Countries Prevalence of red cell antibodies/
alloantibodies other than anti-D (Ref.)
Recommendation
(Ref.)
Netherlands 1.23%/0.32% (5) ABO, Rh(D) and Rh(c) blood group antigen typing and screening for RBC antibodies at the booking visit and again at week 27 (16).
United Kingdom 1%/0.3% (17) ABO, Rh(D) and Rh(c) blood group antigen typing and screening for RBC antibodies at the booking visit and again at week 28 (14).
Australia & New Zealand 0.73%/0.65% (18) ABO, Rh(D) blood group antigen typing and screening for RBC antibodies at the booking visit (19).

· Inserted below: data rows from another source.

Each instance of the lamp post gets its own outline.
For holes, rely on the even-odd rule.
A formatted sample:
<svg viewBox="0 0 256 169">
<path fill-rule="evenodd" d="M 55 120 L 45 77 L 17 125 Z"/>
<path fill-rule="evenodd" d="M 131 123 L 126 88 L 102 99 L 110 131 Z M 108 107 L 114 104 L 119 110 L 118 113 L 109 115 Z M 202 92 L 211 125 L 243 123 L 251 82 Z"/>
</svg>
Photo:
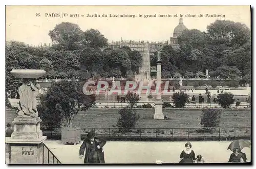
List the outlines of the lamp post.
<svg viewBox="0 0 256 169">
<path fill-rule="evenodd" d="M 158 49 L 157 52 L 157 83 L 156 87 L 158 84 L 160 84 L 159 88 L 156 88 L 156 90 L 159 90 L 158 93 L 157 93 L 157 98 L 155 102 L 155 114 L 154 115 L 154 119 L 164 119 L 163 114 L 163 101 L 162 100 L 162 62 L 161 61 L 161 50 L 162 47 Z"/>
</svg>

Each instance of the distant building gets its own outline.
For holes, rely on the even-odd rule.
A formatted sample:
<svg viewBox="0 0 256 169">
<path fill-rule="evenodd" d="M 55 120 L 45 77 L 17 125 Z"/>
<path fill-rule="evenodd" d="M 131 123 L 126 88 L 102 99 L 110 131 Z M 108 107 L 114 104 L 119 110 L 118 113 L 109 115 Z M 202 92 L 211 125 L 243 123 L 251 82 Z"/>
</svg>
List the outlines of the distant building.
<svg viewBox="0 0 256 169">
<path fill-rule="evenodd" d="M 170 45 L 175 48 L 179 47 L 178 37 L 186 30 L 187 28 L 184 25 L 183 19 L 180 18 L 179 25 L 174 29 L 173 36 L 170 38 Z"/>
</svg>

United States 0.3-3.4%/0.74% (20) ABO, Rh(D) blood group antigen typing and screening for RBC antibodies at the booking visit (21).

4. Conclusion

Minor blood group incompatibility other than anti-D remains an underreported and frequently misdiagnosed entity. Its presentation ranges from being asymptomatic to significant hyperbilirubinemia and kernicterus. Antenatal detection of significant antibody titre in the mother can ensure timely management and prevent significant morbidity and mortality in the neonate at risk.